P3-02: Building early data science tools for a diverse audience

By Kayla Frisoli, Gordon Weinberg, & Rebecca Nugent (Carnegie Mellon University)


"As the data analytics needs of industry continue to grow and evolve, universities must respond by integrating new tools and technologies into their courses tools and technologies that better provide students with a marketable skill set. We discuss our initial incorporation of modern data science tools (R Markdown, Github, html) into Statistics & Data Science Methods, the second course in Carnegie Mellon Statistics & Data Science's introductory freshmen sequence. While most students in the class will study quantitative disciplines, this student demographic remains heterogeneous in both their intended majors and their computational background. Our intent is to teach the full data analysis workflow in a structured way that is accessible to anyone and devotes minimal cognitive load to learning coding syntax. Transitioning from Minitab (a traditional point-and-click statistics package), we built a series of R Markdown templates with structured code and guided practice that required minimal editing. Students, in a controlled environment, slowly pick up the technical tools necessary to build a complete data analysis report.

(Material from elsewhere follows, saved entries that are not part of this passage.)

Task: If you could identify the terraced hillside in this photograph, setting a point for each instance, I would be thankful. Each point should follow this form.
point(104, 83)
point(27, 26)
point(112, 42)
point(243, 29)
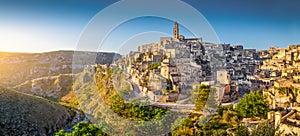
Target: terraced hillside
point(23, 114)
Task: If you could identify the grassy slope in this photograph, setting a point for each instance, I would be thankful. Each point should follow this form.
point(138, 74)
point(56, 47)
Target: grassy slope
point(22, 114)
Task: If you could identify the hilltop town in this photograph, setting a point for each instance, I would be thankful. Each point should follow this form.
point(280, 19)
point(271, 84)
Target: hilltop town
point(168, 70)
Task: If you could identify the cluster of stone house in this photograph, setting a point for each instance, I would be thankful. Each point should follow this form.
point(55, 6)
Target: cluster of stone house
point(171, 65)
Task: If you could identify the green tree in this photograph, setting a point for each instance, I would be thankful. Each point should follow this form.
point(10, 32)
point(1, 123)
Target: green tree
point(265, 129)
point(242, 130)
point(252, 105)
point(199, 96)
point(82, 129)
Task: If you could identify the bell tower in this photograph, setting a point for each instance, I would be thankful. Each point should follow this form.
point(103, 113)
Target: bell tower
point(176, 30)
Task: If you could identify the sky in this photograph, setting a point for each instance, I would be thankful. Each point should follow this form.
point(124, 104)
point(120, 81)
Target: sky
point(49, 25)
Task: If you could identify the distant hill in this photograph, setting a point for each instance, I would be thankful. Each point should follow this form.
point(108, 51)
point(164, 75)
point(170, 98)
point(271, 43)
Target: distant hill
point(56, 88)
point(23, 114)
point(17, 68)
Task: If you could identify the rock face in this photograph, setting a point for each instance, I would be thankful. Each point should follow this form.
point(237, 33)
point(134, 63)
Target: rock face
point(23, 114)
point(49, 87)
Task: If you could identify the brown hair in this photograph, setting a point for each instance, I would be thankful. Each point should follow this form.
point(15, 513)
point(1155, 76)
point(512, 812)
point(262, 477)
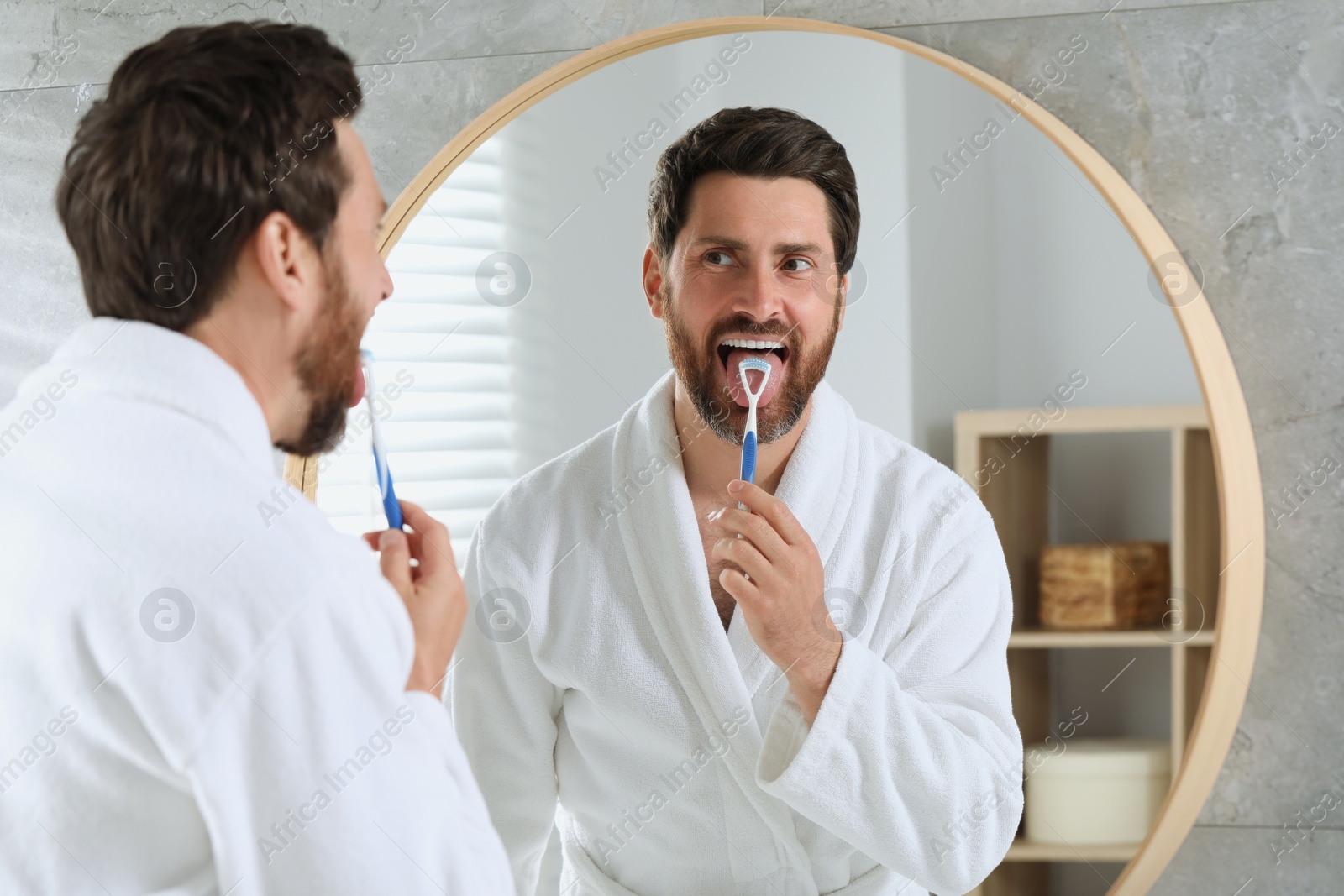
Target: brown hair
point(202, 134)
point(763, 143)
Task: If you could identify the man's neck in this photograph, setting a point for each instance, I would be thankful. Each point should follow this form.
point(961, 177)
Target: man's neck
point(710, 463)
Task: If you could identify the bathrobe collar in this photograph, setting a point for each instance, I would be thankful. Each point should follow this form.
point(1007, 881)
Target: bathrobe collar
point(665, 555)
point(150, 363)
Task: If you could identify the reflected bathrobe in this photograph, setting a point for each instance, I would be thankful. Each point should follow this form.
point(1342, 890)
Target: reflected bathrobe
point(596, 674)
point(202, 684)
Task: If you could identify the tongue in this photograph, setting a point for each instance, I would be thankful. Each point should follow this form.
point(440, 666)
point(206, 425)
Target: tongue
point(360, 385)
point(739, 394)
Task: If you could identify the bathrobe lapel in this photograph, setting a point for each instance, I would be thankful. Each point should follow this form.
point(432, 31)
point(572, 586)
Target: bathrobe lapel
point(663, 547)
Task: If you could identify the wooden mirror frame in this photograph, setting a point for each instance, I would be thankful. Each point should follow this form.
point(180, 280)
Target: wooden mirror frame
point(1241, 591)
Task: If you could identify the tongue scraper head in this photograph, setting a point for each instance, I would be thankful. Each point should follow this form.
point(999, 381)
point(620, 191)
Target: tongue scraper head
point(385, 477)
point(749, 437)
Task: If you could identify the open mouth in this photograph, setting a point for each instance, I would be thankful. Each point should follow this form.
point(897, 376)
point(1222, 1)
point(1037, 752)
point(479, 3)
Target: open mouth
point(732, 351)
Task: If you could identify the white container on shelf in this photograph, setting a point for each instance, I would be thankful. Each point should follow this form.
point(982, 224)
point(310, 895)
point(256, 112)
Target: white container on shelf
point(1095, 790)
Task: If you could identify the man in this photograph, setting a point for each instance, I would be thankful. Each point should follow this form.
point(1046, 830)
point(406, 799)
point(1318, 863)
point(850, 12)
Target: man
point(820, 705)
point(206, 689)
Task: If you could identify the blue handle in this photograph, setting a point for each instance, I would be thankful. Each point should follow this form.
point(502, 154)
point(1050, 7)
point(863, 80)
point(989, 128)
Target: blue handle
point(749, 457)
point(385, 483)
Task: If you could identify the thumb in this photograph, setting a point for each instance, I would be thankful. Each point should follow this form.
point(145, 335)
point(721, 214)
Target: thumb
point(396, 559)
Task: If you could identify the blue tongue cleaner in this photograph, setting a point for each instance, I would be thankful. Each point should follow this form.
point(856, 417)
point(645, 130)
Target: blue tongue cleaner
point(749, 437)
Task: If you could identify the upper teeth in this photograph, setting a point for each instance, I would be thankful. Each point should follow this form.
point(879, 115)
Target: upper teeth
point(750, 343)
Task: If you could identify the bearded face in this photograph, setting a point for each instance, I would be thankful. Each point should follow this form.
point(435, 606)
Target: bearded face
point(707, 369)
point(324, 364)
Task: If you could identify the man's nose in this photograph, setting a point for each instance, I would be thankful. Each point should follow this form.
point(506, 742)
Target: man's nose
point(761, 296)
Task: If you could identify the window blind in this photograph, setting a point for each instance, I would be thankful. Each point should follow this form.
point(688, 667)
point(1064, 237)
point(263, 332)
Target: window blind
point(444, 396)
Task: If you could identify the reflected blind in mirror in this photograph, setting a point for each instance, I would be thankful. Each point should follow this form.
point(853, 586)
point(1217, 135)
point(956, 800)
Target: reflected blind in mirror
point(443, 374)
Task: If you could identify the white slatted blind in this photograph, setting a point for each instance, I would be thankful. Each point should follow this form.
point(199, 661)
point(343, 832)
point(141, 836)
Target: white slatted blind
point(450, 434)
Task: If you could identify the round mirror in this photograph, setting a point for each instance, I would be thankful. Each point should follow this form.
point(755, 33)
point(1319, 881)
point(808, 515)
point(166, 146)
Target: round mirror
point(1014, 311)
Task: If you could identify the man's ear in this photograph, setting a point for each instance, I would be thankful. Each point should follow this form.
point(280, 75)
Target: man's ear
point(654, 281)
point(288, 261)
point(844, 301)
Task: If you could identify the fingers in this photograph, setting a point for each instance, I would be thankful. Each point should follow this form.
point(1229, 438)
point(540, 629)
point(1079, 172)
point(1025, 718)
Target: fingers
point(394, 559)
point(773, 510)
point(754, 528)
point(739, 587)
point(745, 555)
point(429, 540)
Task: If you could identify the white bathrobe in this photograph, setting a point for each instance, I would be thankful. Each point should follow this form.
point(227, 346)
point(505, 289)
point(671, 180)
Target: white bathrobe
point(245, 732)
point(596, 672)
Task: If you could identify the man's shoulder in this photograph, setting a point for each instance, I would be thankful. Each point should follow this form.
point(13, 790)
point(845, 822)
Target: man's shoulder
point(566, 483)
point(922, 490)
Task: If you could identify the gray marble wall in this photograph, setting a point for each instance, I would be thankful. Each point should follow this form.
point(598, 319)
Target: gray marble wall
point(1194, 102)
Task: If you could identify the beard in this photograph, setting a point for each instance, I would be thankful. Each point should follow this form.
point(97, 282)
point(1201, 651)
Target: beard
point(326, 364)
point(698, 367)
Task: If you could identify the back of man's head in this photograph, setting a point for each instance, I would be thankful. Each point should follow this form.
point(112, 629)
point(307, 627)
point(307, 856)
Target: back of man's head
point(202, 134)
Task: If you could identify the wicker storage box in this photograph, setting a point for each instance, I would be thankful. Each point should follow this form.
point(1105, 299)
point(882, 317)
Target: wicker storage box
point(1095, 586)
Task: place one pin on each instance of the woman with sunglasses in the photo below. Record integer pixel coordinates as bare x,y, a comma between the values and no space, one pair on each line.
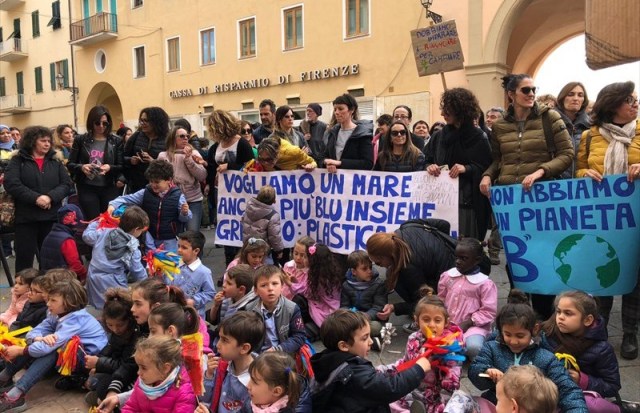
520,154
96,164
188,172
463,148
398,154
612,146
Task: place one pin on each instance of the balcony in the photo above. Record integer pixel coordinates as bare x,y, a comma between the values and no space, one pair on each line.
7,5
13,49
15,104
95,29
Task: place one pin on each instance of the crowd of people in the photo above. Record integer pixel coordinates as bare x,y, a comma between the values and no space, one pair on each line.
247,347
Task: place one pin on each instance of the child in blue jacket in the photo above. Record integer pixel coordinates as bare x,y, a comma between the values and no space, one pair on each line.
68,318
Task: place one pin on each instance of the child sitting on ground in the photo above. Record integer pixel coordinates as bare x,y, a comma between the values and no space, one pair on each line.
115,251
59,248
19,296
166,205
261,220
194,278
363,290
345,380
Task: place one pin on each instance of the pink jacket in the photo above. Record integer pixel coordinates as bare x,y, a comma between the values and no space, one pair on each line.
180,398
15,308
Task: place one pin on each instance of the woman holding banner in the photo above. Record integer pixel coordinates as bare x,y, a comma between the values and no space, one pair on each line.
523,153
463,149
610,147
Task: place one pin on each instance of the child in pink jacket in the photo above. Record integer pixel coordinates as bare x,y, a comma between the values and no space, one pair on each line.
163,384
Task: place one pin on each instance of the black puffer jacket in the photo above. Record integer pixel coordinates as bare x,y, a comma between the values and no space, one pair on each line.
25,183
347,383
358,151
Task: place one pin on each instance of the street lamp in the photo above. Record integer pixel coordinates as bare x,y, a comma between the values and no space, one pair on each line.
431,15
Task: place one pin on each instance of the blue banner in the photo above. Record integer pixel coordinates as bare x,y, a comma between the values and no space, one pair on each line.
571,234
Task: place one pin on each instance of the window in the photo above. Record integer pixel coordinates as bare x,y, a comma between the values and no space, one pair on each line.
357,17
38,76
173,54
35,23
292,28
59,68
138,62
56,21
247,37
208,47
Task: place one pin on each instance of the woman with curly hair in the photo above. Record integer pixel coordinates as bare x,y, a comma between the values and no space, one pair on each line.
145,145
398,154
463,149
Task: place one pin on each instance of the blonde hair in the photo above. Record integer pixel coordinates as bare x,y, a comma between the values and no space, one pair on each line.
529,387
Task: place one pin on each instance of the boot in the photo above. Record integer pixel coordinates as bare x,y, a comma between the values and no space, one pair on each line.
629,347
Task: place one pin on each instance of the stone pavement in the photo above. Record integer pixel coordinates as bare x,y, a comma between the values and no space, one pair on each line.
45,398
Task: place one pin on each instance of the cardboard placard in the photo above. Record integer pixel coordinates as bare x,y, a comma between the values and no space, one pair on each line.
437,48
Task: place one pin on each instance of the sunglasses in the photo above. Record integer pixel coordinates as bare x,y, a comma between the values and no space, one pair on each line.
399,132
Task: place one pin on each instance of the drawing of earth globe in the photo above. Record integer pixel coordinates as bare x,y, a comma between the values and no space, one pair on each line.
586,262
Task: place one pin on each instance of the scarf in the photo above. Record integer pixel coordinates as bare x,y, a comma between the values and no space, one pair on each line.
158,391
616,159
272,408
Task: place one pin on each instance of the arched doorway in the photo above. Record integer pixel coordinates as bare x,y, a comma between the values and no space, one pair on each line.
521,35
104,94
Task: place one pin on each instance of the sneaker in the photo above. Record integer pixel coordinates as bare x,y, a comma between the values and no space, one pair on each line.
91,399
70,383
410,328
12,406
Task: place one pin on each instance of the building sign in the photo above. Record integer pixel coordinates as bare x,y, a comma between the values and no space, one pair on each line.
437,48
306,76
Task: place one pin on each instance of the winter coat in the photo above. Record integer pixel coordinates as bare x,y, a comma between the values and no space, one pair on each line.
187,174
358,151
430,257
497,355
598,148
262,221
468,146
598,364
435,380
136,143
517,154
347,383
25,183
113,156
369,297
180,398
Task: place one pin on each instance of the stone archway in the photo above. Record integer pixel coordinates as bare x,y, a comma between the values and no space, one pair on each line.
521,35
104,94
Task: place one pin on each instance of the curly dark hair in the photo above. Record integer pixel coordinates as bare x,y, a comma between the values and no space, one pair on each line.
462,104
158,120
325,276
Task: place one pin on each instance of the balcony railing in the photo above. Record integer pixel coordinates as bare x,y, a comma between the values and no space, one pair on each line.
13,49
94,29
15,104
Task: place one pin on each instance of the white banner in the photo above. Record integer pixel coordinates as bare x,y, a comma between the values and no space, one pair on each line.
341,210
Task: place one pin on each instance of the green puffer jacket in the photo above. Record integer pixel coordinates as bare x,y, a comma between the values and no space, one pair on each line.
517,154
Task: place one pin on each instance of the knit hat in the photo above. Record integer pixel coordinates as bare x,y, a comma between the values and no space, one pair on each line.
316,108
70,215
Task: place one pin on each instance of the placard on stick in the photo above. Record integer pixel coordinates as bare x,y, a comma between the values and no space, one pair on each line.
437,48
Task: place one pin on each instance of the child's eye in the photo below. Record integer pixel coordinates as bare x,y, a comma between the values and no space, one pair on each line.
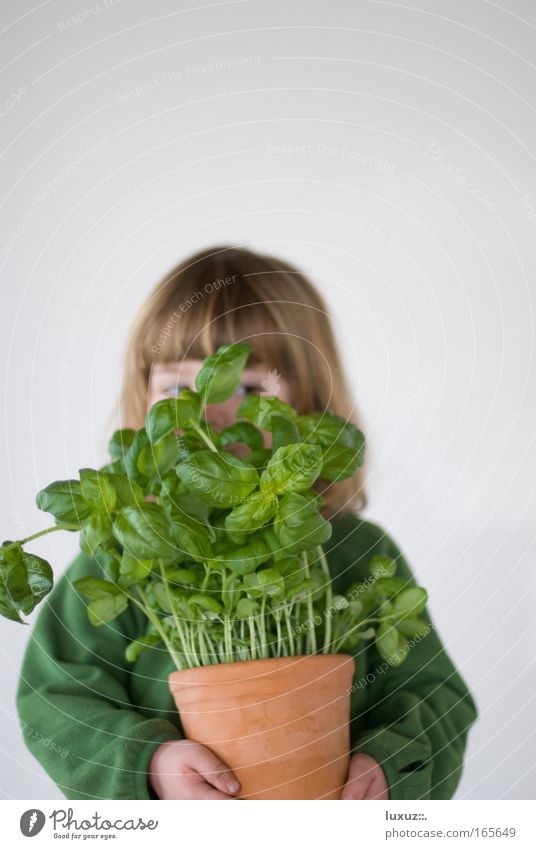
175,390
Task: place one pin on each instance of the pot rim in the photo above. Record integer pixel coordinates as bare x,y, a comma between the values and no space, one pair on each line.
265,664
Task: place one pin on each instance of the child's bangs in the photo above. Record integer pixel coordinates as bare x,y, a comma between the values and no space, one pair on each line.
200,323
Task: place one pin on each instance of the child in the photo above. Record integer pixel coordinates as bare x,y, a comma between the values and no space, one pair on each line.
113,728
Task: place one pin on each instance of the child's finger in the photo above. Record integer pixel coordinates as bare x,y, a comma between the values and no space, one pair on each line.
214,770
356,788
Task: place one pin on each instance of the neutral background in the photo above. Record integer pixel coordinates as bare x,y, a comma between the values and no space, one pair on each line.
141,132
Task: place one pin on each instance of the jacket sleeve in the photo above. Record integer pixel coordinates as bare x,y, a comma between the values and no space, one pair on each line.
417,715
73,699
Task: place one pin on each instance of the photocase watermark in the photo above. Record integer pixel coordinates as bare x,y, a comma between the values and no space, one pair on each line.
506,438
32,733
530,209
16,520
356,157
517,518
88,13
66,825
438,155
374,232
167,78
52,185
12,100
340,603
65,368
183,308
416,395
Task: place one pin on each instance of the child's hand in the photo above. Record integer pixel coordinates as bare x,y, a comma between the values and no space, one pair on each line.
182,769
366,779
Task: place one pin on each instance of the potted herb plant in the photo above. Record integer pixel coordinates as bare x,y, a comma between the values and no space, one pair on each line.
224,555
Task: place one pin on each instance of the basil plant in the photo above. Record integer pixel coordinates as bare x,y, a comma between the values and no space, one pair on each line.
222,553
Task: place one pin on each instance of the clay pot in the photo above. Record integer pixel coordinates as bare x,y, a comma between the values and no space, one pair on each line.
281,724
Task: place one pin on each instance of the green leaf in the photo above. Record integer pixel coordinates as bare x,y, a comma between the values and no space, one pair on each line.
120,442
104,609
284,431
267,582
191,538
134,568
413,627
219,376
410,602
246,607
259,409
154,461
206,602
145,532
127,491
244,559
97,491
95,530
243,432
64,500
170,414
25,580
221,481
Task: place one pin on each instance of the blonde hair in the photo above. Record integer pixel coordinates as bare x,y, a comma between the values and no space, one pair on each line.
226,294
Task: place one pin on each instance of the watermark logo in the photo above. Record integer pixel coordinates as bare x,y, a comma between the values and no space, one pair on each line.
31,822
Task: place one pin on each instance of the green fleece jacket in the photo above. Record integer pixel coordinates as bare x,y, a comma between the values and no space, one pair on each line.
93,720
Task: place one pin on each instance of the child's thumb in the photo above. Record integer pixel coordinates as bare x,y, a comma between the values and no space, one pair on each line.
215,771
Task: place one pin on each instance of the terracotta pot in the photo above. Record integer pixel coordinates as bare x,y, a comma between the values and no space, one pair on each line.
281,724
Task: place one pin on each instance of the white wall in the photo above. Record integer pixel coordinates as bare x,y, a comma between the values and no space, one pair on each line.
414,209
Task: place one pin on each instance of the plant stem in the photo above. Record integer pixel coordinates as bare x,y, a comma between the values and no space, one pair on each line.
185,646
62,527
289,630
329,600
154,619
311,630
262,629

In Spring 2018, we have 170 students, each with 10 labs, 10 homework assignments and 2 student-driven data analysis projects. These projects simultaneously allow students to practice implementing data analysis methods and our software transition team to gauge how the students are using and hopefully mastering this new approach. Here we present summary information about class performance (both academic and coding/technology use) and lessons learned about course design and technology transition. We also include student feedback garnered from surveys administered during and at the end of the course."